Because I'm Pretty Sure

that Brian Doyle is less than a year from stardom on the Mormon circuit, and I'm big into being there first (hats off to those of you who were actually first, Pat, Amanda, and co.), I wanted to get my two cents in.

I was feeling dark and detached late last night and couldn't sleep despite my near fatal (definitely uncharming and frustrated) exhaustion during dinner earlier in the evening and was nosing around the open boxes that are serving as bookshelves in my half-packed room. I needed something of substance, but didn't want equivocation. Enough with making things more complicated. (Doctorow, Lethem, Rushdie, Wallace all out out out.) I found Leaping. Of course. I read the Credo from "Altar Boy." Lyrical. Clear. Earnest.
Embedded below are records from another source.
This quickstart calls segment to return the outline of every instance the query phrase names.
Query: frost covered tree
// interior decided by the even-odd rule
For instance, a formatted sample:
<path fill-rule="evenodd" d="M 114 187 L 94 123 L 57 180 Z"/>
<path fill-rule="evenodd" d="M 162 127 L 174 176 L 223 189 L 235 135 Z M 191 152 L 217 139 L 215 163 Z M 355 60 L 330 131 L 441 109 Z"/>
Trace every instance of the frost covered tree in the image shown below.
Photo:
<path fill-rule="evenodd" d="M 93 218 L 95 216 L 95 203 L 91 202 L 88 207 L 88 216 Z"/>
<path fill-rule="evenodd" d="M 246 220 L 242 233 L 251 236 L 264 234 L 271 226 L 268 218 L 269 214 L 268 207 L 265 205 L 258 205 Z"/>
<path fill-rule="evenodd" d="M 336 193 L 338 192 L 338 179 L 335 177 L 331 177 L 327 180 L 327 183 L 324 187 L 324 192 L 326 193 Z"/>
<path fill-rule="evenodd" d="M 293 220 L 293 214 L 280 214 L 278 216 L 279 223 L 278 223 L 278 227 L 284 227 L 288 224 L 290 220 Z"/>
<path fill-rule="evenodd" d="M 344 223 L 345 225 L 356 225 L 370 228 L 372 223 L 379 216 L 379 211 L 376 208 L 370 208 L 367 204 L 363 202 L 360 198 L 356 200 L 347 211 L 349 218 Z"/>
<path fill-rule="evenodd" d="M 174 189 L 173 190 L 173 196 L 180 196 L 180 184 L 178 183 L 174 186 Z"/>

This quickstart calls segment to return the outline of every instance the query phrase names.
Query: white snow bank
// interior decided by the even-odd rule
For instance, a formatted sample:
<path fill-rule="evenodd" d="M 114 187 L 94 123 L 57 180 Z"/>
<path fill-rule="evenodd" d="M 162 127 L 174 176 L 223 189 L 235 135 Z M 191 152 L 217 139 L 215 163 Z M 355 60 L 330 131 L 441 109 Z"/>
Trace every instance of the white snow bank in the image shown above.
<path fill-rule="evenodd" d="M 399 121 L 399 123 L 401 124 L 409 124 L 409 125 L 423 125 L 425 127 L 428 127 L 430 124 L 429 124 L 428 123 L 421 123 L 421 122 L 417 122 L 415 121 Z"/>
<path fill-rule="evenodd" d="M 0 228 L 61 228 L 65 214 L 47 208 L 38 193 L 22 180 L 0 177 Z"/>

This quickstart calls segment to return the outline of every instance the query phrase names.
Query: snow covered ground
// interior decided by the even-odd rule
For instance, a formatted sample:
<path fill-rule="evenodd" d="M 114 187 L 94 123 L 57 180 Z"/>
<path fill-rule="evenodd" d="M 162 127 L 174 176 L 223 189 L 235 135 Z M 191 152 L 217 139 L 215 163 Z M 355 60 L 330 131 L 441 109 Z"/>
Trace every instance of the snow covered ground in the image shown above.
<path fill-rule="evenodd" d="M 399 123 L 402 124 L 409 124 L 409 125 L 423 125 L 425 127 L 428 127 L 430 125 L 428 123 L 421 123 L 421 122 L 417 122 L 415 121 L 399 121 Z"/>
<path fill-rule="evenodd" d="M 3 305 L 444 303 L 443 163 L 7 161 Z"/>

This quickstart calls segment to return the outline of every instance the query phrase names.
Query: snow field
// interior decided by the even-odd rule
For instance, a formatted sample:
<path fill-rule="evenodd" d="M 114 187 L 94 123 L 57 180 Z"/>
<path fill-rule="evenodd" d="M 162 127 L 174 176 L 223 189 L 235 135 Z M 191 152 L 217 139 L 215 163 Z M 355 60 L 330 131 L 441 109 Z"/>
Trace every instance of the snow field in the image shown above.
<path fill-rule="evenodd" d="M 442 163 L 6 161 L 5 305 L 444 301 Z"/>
It was perfect and I finished the essay and I fell asleep.

I've been finding comfort in Doyle more and more often. When I finished Leaping first (in a comfy chair at the Cheers house with a manic kitten on the loose) I was ambivalent. Despite the loveliness, my comfy cynical undergraduate self wasn't sure what to do with so much hyperbole. So many adjectives. But lately, amid the mad tectonics that have defined my 26th year, I want to weave Doyle's taut clear belief and wild fluid prose into a blanket and take a nap in it.

Here is another Credo (and some pretty lame pictures, Online Catholics). Enjoy!

2 comments:

Miss E said...

So remember the time you said you were getting Brian Doyle books for siblings for Christmas, and it is almost Christmas this year and I am still waiting for said book? I guess Amazon is really slacking on their delivery service. haha

Amanda said...

I'm thinking more and more that the best thing to do in life is surround yourself with people who fill their lives with joy and truly beautiful things, whether it be good art or good conversation. This has a lot to do with why I love spending so much time with you, Kjerstin. And one day I hope that we can sit in a circle with B. Doyle and just chat about life's details, or better yet, just sit around a table with him eating good food and swapping stories. Wouldn't that just be lovely?